100% Open Source

What is Flowman

Flowman is a declarative data build tool based on Apache Spark that simplifies the act of writing data transformation applications. Flowman offers a modern declarative approach for ETL for creating robust data transformation pipelines.

Everything is Code

The main idea is that developers describe the desired data transformation within purely declarative YAML files instead of writing complex Spark jobs in Scala or Python. This helps to focus on the “what” instead of the “how” and separates the business logic (in the YAML files) from implementation details (in Flowman). Hiding the complexity of execution (the “How”), and putting the spotlight onto the transformations (the “What”) help developers and business experts to collaborate on a new level of detail.

Data Lifecycle

In addition to writing and executing data transformations, Flowman also manages the whole lifecycle of physical data models, i.e. Hive tables, SQL tables etc. Flowman will automatically infer the required schema of output tables and create missing tables or migrate existing tables to the correct schema (i.e. new columns are added, data types are changed etc).
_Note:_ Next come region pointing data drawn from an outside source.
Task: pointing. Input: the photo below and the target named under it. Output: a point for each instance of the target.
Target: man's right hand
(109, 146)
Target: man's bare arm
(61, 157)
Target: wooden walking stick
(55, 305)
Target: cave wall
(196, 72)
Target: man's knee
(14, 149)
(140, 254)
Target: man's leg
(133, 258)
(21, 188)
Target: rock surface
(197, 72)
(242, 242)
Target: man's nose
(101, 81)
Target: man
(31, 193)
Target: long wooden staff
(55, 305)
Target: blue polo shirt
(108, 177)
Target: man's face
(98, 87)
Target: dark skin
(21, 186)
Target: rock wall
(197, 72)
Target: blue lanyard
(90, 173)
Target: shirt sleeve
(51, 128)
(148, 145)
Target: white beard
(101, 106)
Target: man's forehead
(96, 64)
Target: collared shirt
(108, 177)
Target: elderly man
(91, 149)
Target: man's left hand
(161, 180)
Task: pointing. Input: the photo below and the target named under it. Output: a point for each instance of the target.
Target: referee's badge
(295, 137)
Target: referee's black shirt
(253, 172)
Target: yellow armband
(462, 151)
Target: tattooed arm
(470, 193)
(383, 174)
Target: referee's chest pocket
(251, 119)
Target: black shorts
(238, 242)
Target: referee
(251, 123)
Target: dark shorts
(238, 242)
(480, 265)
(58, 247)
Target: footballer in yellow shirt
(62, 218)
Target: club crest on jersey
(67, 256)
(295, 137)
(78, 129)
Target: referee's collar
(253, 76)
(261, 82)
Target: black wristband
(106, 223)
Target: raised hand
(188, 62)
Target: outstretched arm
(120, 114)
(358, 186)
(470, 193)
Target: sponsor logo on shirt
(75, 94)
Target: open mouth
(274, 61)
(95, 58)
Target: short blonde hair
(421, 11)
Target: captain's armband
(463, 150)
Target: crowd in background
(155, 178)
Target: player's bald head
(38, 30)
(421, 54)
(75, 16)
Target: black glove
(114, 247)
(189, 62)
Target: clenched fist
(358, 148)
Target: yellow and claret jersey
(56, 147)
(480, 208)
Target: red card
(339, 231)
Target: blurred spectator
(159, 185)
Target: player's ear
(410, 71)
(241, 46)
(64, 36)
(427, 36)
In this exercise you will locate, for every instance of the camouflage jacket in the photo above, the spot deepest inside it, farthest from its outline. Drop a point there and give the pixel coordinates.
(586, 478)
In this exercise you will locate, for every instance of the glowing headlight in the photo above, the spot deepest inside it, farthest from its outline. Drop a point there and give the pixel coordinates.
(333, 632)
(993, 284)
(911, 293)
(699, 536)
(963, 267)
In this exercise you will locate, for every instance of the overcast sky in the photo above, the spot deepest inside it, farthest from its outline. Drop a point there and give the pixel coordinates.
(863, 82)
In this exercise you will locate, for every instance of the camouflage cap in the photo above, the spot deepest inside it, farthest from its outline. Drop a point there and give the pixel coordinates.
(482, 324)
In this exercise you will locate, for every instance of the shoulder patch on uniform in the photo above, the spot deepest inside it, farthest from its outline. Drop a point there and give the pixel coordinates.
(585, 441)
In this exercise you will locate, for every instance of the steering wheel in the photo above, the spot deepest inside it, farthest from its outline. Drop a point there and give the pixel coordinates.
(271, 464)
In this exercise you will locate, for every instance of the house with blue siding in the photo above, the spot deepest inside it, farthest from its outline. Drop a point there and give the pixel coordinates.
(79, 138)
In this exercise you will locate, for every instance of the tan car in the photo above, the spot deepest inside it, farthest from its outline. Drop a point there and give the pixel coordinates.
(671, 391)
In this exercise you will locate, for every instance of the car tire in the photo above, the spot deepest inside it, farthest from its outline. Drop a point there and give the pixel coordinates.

This helps to keep all aspects (like transformations and schema information) in a single place managed by a single application.

How Flowman works

Develop

First you specify the data transformation pipeline with all inputs and outputs and all transformations. Then you create a job containing a list of build targets telling Flowman which target tables should be populated with which results from the data transformations.

Optional self contained unittests ensure that your implemented logic meets the business requirements. These tests can be executed in isolation with all dependencies on external data sources mocked.

Execute

With the declarative flow description in place with relations, mappings, targets and jobs your project is ready to be executed.

Flowman offers a powerful command line tool which reads the flow files and performs all required actions like creating target tables, transforming and writing data. Behind the scenes Flowman utilizes the power of Apache Spark for efficient and scalable data processing.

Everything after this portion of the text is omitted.